A nationwide search for an executive director took place in the year of its opening. The first executive director was Yetta Young, who served from April 2011 to late 2013. Rasheedah El-Amin assumed the director position in January 2014 following Young's departure. After El-Amin's departure in February 2015, Donald Mason was made interim director, and then officially named executive director in October 2015. In April 2019, the Lyric announced the search for a new director.

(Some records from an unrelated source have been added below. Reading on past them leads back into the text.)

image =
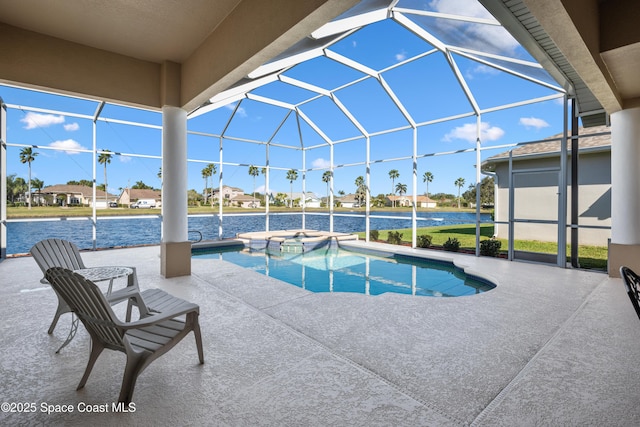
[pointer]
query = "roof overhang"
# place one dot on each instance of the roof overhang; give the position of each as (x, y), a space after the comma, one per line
(592, 45)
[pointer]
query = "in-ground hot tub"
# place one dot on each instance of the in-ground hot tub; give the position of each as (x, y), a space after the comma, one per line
(297, 241)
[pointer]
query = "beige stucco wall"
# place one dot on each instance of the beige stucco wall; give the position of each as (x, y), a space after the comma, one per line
(536, 198)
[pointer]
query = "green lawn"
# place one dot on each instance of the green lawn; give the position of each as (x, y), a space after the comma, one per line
(594, 257)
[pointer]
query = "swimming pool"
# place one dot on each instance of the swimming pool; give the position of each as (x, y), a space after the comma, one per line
(340, 270)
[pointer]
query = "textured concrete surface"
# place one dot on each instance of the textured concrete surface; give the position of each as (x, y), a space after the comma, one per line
(548, 346)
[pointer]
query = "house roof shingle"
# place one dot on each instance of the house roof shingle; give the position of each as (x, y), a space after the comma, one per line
(601, 139)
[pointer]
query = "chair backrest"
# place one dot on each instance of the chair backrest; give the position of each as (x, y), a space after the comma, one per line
(632, 284)
(56, 253)
(89, 304)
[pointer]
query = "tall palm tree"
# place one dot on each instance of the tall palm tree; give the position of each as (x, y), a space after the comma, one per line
(27, 155)
(326, 178)
(104, 159)
(427, 177)
(253, 171)
(393, 174)
(292, 175)
(459, 183)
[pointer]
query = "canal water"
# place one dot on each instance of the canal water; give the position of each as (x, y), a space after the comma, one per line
(116, 232)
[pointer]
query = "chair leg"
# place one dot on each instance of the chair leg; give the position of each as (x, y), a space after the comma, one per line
(96, 349)
(135, 364)
(62, 308)
(196, 333)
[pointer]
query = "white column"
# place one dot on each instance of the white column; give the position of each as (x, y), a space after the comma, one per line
(625, 177)
(174, 170)
(3, 180)
(175, 250)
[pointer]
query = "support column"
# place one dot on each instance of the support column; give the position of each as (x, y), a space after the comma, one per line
(624, 248)
(175, 250)
(3, 180)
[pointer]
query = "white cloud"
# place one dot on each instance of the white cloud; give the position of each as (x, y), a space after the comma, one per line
(34, 120)
(467, 132)
(240, 112)
(481, 69)
(482, 37)
(321, 163)
(533, 122)
(461, 7)
(68, 144)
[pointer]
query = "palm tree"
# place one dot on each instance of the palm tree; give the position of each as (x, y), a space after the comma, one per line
(253, 171)
(459, 183)
(27, 155)
(326, 178)
(393, 174)
(292, 175)
(427, 177)
(104, 159)
(401, 188)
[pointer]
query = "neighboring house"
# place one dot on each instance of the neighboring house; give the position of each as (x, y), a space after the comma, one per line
(348, 201)
(308, 200)
(406, 200)
(132, 195)
(245, 201)
(228, 193)
(536, 187)
(72, 195)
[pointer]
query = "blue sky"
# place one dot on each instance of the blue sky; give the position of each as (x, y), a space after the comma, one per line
(427, 87)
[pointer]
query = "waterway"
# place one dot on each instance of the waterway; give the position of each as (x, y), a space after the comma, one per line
(117, 232)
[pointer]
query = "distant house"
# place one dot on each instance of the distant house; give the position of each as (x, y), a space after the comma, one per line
(349, 201)
(132, 195)
(75, 195)
(228, 192)
(535, 169)
(245, 201)
(407, 200)
(309, 200)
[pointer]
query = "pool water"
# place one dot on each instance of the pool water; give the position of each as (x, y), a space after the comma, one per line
(340, 270)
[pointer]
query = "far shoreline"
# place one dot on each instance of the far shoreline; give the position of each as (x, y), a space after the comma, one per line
(42, 212)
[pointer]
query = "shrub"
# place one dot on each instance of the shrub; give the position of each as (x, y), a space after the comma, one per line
(424, 241)
(394, 237)
(452, 245)
(490, 247)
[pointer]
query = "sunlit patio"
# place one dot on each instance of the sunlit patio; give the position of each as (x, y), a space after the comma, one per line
(547, 346)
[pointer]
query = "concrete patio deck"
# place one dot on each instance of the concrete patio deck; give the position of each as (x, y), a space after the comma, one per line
(548, 346)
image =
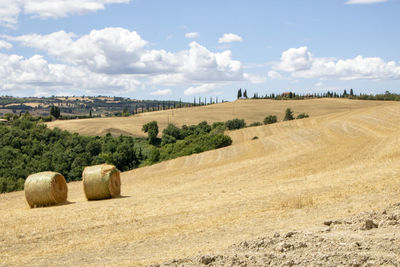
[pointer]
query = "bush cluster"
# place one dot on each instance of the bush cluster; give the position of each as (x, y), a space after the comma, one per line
(187, 140)
(28, 147)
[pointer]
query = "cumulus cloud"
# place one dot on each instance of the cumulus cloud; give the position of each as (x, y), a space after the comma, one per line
(11, 9)
(192, 35)
(202, 89)
(274, 75)
(295, 59)
(301, 64)
(5, 45)
(162, 92)
(114, 58)
(17, 72)
(120, 51)
(354, 2)
(229, 38)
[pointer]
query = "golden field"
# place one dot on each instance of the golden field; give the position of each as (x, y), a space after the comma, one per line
(340, 161)
(249, 110)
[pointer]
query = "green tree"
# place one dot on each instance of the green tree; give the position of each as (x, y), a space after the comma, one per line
(302, 116)
(235, 124)
(151, 128)
(239, 93)
(288, 115)
(270, 119)
(55, 112)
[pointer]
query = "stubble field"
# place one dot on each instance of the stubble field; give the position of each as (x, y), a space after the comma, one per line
(339, 162)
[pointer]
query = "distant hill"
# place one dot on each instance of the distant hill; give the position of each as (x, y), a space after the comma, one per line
(249, 110)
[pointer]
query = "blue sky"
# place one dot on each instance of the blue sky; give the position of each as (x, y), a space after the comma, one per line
(172, 49)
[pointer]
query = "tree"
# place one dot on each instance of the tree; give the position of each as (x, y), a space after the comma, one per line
(55, 112)
(235, 124)
(151, 128)
(288, 115)
(239, 93)
(270, 119)
(302, 116)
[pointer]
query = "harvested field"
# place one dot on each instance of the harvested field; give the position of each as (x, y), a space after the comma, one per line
(250, 110)
(339, 162)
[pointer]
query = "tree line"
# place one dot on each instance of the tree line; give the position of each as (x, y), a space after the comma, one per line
(387, 96)
(28, 146)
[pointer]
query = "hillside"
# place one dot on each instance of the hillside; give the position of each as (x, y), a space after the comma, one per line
(250, 110)
(341, 161)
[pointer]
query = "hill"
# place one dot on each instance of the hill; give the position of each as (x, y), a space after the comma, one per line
(341, 161)
(250, 110)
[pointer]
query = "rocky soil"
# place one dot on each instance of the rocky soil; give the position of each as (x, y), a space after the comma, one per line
(368, 239)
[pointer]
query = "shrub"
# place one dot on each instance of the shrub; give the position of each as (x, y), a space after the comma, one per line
(151, 128)
(270, 119)
(235, 124)
(288, 115)
(256, 123)
(302, 116)
(172, 131)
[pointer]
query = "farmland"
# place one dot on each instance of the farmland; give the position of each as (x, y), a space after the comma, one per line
(341, 161)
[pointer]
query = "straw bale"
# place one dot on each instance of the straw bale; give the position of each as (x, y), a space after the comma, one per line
(101, 182)
(45, 189)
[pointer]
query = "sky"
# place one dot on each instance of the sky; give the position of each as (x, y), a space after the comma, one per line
(181, 49)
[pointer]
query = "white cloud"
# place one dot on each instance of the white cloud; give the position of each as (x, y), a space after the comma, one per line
(5, 45)
(162, 92)
(254, 78)
(120, 51)
(274, 75)
(19, 73)
(192, 35)
(202, 89)
(295, 59)
(353, 2)
(11, 9)
(229, 38)
(119, 59)
(301, 64)
(319, 84)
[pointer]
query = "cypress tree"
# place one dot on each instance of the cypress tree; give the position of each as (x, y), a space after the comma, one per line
(239, 93)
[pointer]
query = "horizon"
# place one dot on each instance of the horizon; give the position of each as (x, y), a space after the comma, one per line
(170, 50)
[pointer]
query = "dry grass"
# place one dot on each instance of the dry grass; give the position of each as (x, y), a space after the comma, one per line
(250, 110)
(298, 173)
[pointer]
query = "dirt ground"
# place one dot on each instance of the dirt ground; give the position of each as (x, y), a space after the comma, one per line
(368, 239)
(294, 177)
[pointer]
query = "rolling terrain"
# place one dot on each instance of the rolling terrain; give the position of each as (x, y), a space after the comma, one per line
(249, 110)
(341, 161)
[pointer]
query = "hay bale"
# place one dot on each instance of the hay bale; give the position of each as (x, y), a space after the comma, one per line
(101, 182)
(45, 188)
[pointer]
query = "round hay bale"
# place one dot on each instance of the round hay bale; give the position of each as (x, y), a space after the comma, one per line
(101, 182)
(45, 189)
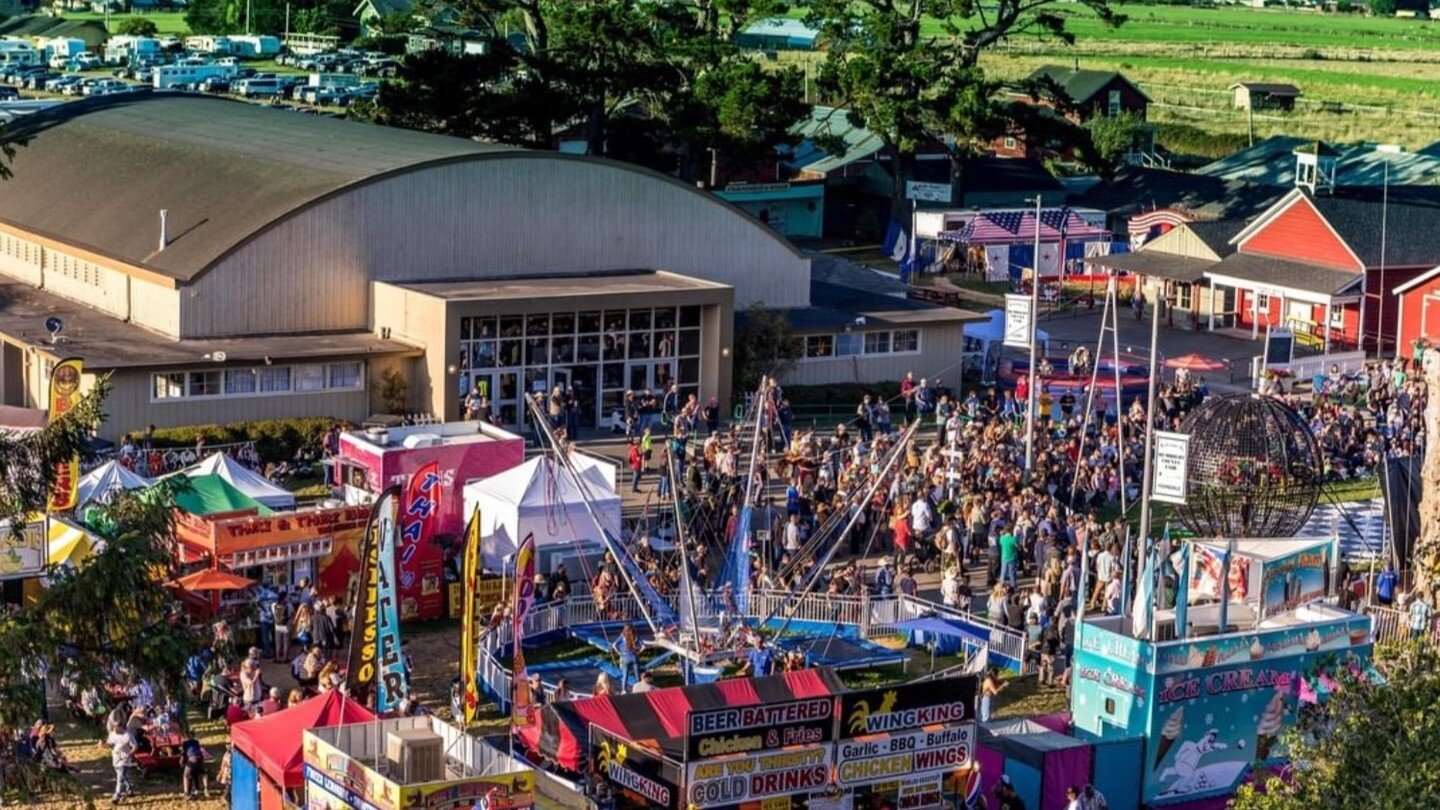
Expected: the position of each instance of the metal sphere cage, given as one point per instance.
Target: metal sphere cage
(1253, 472)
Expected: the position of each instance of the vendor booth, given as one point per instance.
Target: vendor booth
(540, 499)
(101, 483)
(795, 740)
(280, 549)
(411, 763)
(244, 479)
(267, 767)
(1040, 763)
(1208, 709)
(447, 457)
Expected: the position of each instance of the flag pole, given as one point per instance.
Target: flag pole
(1034, 326)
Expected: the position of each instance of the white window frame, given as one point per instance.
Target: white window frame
(861, 352)
(166, 388)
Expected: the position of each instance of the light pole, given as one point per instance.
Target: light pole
(1034, 376)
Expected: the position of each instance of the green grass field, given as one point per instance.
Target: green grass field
(167, 23)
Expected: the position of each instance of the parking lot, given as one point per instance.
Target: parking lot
(321, 81)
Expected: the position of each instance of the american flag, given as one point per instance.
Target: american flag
(1011, 227)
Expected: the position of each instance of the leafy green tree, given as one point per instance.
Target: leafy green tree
(136, 26)
(1371, 745)
(1110, 139)
(765, 345)
(658, 84)
(909, 69)
(110, 614)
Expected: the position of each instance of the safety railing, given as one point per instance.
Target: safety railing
(873, 616)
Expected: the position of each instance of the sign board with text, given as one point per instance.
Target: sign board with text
(1018, 313)
(903, 732)
(929, 192)
(766, 727)
(1168, 483)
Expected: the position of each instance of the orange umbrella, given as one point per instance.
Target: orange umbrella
(213, 580)
(1194, 362)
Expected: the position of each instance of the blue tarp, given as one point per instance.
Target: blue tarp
(245, 783)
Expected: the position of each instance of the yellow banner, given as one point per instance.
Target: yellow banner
(65, 392)
(470, 695)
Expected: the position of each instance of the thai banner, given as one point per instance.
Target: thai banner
(419, 568)
(1293, 580)
(65, 392)
(470, 581)
(366, 633)
(524, 597)
(390, 682)
(1207, 571)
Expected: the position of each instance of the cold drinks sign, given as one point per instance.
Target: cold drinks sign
(763, 751)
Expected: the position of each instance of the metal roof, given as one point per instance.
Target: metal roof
(95, 173)
(1158, 264)
(1080, 85)
(1288, 274)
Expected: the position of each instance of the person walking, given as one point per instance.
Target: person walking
(637, 464)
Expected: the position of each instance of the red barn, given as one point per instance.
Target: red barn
(1325, 261)
(1419, 304)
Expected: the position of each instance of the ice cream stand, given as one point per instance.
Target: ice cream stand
(1211, 701)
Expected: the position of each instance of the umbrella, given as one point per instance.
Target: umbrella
(1194, 362)
(213, 580)
(939, 626)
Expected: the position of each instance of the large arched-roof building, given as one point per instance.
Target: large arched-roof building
(311, 254)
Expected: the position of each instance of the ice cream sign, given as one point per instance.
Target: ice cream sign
(1223, 683)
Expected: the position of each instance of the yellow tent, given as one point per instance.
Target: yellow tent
(68, 544)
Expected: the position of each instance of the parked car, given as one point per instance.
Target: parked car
(259, 88)
(36, 81)
(107, 87)
(58, 84)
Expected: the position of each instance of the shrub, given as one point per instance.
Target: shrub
(275, 440)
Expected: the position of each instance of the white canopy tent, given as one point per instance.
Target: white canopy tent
(101, 483)
(542, 499)
(245, 480)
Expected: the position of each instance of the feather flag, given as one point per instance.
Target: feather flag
(365, 637)
(65, 392)
(524, 597)
(468, 653)
(392, 682)
(1141, 610)
(1182, 591)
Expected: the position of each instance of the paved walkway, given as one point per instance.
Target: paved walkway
(1069, 330)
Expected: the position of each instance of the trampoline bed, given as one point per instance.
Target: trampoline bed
(581, 673)
(843, 653)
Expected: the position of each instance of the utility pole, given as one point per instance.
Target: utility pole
(1034, 376)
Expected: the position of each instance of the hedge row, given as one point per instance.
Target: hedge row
(275, 440)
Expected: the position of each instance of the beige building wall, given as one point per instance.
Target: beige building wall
(434, 323)
(493, 216)
(939, 355)
(130, 407)
(422, 320)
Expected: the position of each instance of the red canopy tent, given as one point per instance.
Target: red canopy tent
(657, 719)
(274, 742)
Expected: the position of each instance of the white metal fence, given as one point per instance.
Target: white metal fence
(871, 616)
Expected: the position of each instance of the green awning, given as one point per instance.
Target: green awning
(212, 495)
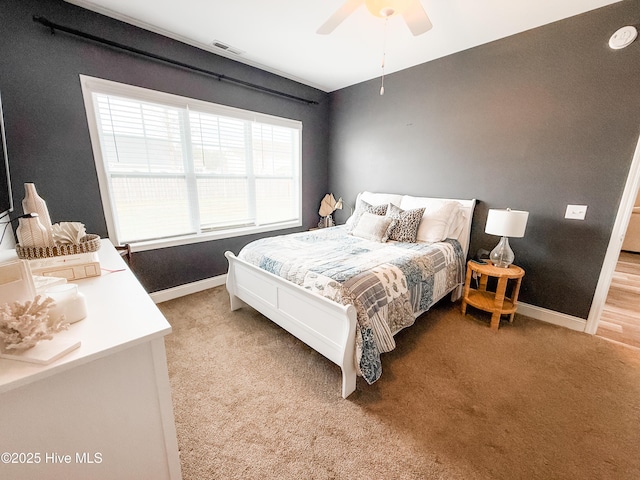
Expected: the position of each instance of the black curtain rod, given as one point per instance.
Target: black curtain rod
(219, 76)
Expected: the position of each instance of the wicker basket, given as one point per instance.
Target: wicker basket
(88, 243)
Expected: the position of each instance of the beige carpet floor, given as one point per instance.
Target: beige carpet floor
(456, 400)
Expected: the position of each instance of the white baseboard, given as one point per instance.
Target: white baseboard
(551, 316)
(539, 313)
(188, 289)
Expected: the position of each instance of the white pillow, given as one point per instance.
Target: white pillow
(440, 217)
(373, 227)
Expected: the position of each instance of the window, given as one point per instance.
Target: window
(174, 170)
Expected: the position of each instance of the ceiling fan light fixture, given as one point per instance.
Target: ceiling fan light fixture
(387, 8)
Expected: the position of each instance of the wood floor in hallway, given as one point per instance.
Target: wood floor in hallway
(620, 320)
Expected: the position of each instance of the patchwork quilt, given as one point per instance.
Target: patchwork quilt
(388, 283)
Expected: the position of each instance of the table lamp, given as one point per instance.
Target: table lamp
(505, 223)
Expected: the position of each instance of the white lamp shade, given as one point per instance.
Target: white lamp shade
(506, 223)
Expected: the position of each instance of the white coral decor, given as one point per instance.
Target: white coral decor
(23, 325)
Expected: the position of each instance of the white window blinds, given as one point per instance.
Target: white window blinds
(174, 167)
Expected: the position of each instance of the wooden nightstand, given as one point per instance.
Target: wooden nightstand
(495, 302)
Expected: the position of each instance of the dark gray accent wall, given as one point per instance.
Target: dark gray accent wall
(48, 137)
(535, 121)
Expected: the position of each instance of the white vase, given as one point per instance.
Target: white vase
(31, 233)
(69, 302)
(33, 203)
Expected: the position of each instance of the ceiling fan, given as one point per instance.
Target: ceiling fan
(411, 10)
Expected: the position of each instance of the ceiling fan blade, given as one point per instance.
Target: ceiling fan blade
(339, 16)
(417, 19)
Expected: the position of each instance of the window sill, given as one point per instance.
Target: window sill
(209, 236)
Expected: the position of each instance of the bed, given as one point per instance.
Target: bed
(347, 290)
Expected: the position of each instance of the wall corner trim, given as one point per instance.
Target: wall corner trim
(188, 288)
(551, 316)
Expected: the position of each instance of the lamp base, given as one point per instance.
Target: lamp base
(502, 256)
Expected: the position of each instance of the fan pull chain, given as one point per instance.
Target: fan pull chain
(384, 53)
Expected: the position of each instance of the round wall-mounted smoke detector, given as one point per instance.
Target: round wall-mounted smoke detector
(623, 37)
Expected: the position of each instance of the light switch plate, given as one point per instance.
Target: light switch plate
(576, 212)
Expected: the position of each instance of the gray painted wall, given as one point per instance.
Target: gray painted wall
(535, 121)
(48, 138)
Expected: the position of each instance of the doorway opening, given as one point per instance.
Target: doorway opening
(616, 284)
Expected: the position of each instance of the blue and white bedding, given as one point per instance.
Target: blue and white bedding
(388, 283)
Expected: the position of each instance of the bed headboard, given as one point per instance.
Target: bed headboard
(467, 207)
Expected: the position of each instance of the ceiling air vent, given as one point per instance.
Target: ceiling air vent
(225, 47)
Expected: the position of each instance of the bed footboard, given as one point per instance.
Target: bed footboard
(327, 327)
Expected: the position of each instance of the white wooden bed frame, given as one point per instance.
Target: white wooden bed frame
(326, 326)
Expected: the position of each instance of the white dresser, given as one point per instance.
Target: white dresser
(104, 410)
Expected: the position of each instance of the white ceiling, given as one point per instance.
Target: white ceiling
(280, 35)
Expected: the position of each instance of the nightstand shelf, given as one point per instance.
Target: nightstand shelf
(497, 303)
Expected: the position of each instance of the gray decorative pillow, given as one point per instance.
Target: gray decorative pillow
(363, 207)
(407, 223)
(373, 227)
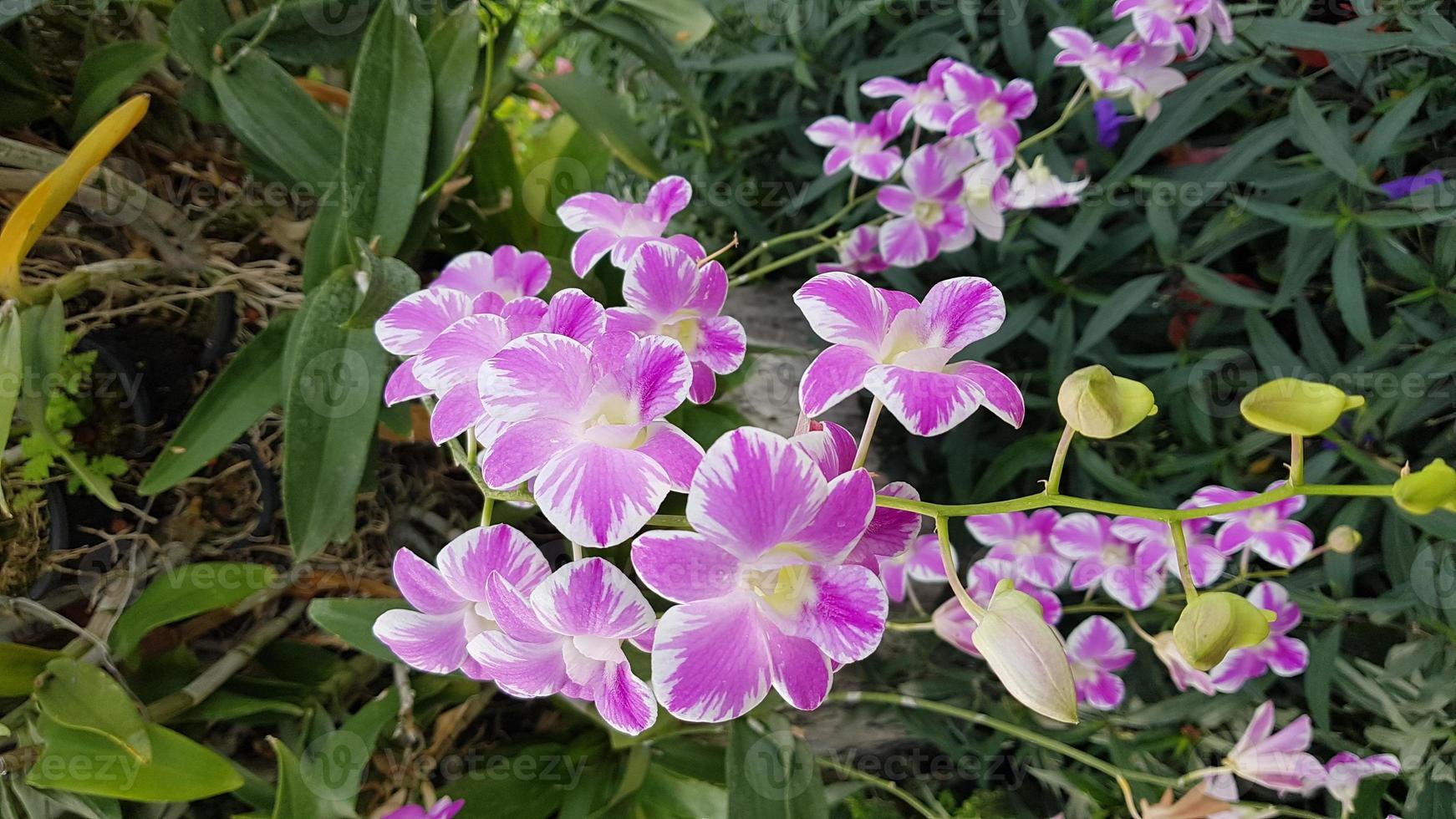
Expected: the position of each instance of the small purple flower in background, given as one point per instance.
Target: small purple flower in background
(989, 112)
(1183, 674)
(1106, 67)
(441, 809)
(863, 145)
(1405, 185)
(924, 102)
(1280, 654)
(1279, 761)
(763, 595)
(506, 272)
(669, 294)
(929, 216)
(1108, 123)
(902, 351)
(859, 253)
(565, 636)
(1095, 649)
(451, 605)
(1161, 22)
(1024, 542)
(954, 624)
(920, 562)
(619, 229)
(1267, 530)
(1204, 561)
(588, 426)
(1344, 771)
(983, 194)
(890, 532)
(1152, 80)
(1037, 188)
(1128, 573)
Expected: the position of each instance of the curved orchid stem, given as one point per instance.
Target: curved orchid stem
(881, 785)
(1184, 569)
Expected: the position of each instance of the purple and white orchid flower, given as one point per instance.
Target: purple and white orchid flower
(451, 604)
(1279, 652)
(619, 229)
(902, 351)
(587, 426)
(1095, 650)
(1024, 542)
(989, 112)
(865, 147)
(765, 598)
(859, 253)
(565, 638)
(929, 217)
(670, 294)
(924, 102)
(1265, 530)
(1132, 575)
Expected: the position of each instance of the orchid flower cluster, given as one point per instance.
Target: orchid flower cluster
(791, 552)
(955, 188)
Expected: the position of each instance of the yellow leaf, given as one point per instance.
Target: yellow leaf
(44, 202)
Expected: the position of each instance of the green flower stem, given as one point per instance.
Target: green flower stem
(871, 420)
(881, 785)
(1059, 460)
(1184, 571)
(942, 532)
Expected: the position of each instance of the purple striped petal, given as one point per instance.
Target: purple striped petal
(592, 598)
(753, 491)
(417, 319)
(832, 377)
(468, 562)
(675, 451)
(625, 701)
(683, 566)
(926, 404)
(600, 495)
(429, 642)
(710, 659)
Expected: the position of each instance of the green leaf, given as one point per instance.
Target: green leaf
(1344, 269)
(105, 74)
(331, 410)
(19, 667)
(277, 120)
(683, 22)
(84, 697)
(386, 135)
(304, 33)
(86, 762)
(598, 112)
(186, 593)
(353, 622)
(1316, 135)
(1222, 292)
(194, 28)
(249, 386)
(1118, 306)
(772, 774)
(659, 57)
(453, 51)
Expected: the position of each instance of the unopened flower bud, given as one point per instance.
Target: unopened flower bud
(1426, 491)
(1026, 654)
(1101, 404)
(1216, 623)
(1342, 540)
(1292, 406)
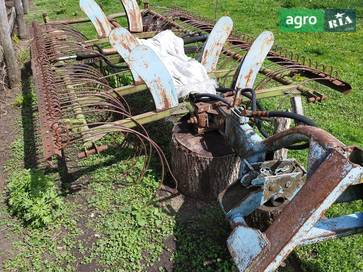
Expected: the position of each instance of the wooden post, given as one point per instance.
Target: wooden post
(9, 52)
(20, 19)
(26, 6)
(203, 164)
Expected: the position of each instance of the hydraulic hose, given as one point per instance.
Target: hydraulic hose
(199, 97)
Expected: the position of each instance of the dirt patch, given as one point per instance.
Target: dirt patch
(8, 132)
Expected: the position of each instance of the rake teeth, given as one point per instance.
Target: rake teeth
(60, 40)
(63, 94)
(239, 43)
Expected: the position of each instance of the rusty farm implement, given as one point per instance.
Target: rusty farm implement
(215, 82)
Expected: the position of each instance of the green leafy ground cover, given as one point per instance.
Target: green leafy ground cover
(115, 224)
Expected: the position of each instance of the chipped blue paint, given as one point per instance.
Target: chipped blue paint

Whit Whitaker joined the Lyric as executive director in August 2019.

==Board of directors==
The Lyric's 15-member board operates under the auspices of the Lexington-Fayette County Urban Government. Composed of leadership from the East End neighborhood, elected officials, artists, and members of the business community, the Lyric board oversees the management of and programming for the Lyric Theatre.
- Board Chair: Councilmember James Brown
- Vice Chair: Percy Thomas
- Treasurer: Olivia Davis
- Secretary: Latarika Young
- Christian L. Adair
- Wallace Barber
- George Brown
- Olivia N. Davis
- Carolyn J. Dunn
- Shuling Fister
- Glenda George
- Astarre Gudino
- Seon Jackson
- Melissa Murphy
- Daniel Sheehan
- Patricia C. Tatum
- Frank X. Walker

== Notable performers and performances ==
Since 2013, the Lyric Theatre has hosted the WoodSongs Old-Time Radio Hour. Actress and singer Miki Howard performed at the Lyric Theatre's reopening ceremony in October 2010, as well as Ben Sollee, Tee Dee and Scandalous, the Sacred Drum Ensemble, and the Agape Theatre Troupe. Nikky Finney read a new poem honoring the theater and Bianca Spriggs gave a reading.